Scarlett Johansson is also part of the imposing cast ofAsteroid Citya film by Wes Anderson.

Remember that in addition to Jason Schwartzman, Tom Hanks and Bryan Cranston, Asteroid City stars Scarlett Johansson, Jeffrey Wright, Tilda Swinton, Edward Norton, Adrien Brody, Hope Davis, Steve Carell and Matt Dillon. To name only them.

Finding a filmmaker with whom she has already worked by lending her voice to one of the characters of the animated film Isle of Dogs, Scarlett Johansson, who embodies a double role here, believes that the feeling of camaraderie that develops between all the performers constitutes the particular character of this kind of adventure. “Everyone is present and makes themselves available, which is quite unusual,” she says.
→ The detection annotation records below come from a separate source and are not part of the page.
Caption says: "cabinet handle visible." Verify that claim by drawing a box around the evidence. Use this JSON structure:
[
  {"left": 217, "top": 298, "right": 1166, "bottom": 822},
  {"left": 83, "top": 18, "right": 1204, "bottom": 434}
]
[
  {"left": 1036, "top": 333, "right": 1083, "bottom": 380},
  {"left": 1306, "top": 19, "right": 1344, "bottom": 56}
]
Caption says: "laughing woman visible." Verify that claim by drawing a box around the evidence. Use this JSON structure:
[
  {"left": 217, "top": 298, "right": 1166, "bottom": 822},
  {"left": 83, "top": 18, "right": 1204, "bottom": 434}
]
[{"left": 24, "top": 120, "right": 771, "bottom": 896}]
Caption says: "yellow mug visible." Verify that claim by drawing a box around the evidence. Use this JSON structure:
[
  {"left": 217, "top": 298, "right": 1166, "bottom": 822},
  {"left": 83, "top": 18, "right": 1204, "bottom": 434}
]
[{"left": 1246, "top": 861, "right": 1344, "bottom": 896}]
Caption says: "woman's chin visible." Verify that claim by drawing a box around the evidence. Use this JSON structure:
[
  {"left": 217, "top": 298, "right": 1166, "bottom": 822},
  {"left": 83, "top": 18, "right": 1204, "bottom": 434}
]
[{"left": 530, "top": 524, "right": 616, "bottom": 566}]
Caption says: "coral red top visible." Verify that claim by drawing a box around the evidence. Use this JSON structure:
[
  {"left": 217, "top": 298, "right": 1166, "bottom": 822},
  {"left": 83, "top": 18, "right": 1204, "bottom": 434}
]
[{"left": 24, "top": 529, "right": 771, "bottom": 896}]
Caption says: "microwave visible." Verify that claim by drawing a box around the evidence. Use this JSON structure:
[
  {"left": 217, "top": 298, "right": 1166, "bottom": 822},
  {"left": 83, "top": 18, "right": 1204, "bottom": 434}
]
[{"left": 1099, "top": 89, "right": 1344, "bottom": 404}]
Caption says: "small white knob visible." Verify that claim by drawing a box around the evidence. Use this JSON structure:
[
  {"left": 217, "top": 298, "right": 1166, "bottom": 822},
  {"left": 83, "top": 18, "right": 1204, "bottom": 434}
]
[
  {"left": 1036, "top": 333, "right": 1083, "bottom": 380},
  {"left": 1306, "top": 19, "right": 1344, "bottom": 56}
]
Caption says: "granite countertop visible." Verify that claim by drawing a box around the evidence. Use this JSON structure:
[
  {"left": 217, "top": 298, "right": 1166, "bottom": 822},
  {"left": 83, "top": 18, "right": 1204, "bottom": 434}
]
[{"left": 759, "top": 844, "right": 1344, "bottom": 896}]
We are thus all on the lookout and we do not lose our wanderlust during the waiting periods. I think that’s what makes Wes’ set so lively, unique and challenging. »

Asteroid City hits theaters June 23.

Who is Wes Anderson?

  • Born on 1er May 1969 in Houston, Texas, and a philosophy graduate, Wes Anderson launched Bottle Rockethis first feature film, in 1996. Owen Wilson and Luke Wilson, great friends, were already there.
  • Wes Anderson wins Rushmore, released two years later. This second feature also announces fruitful associations with Jason Schwartzman and Bill Murray, two of his favorite actors. His greatest public success is The Grand Budapest Hotelreleased in 2014.
  • Asteroid City is 11e feature film by Wes Anderson. Launched at the Cannes Film Festival, the film aroused many enthusiastic comments in the Anglo-Saxon press, less so in the international press.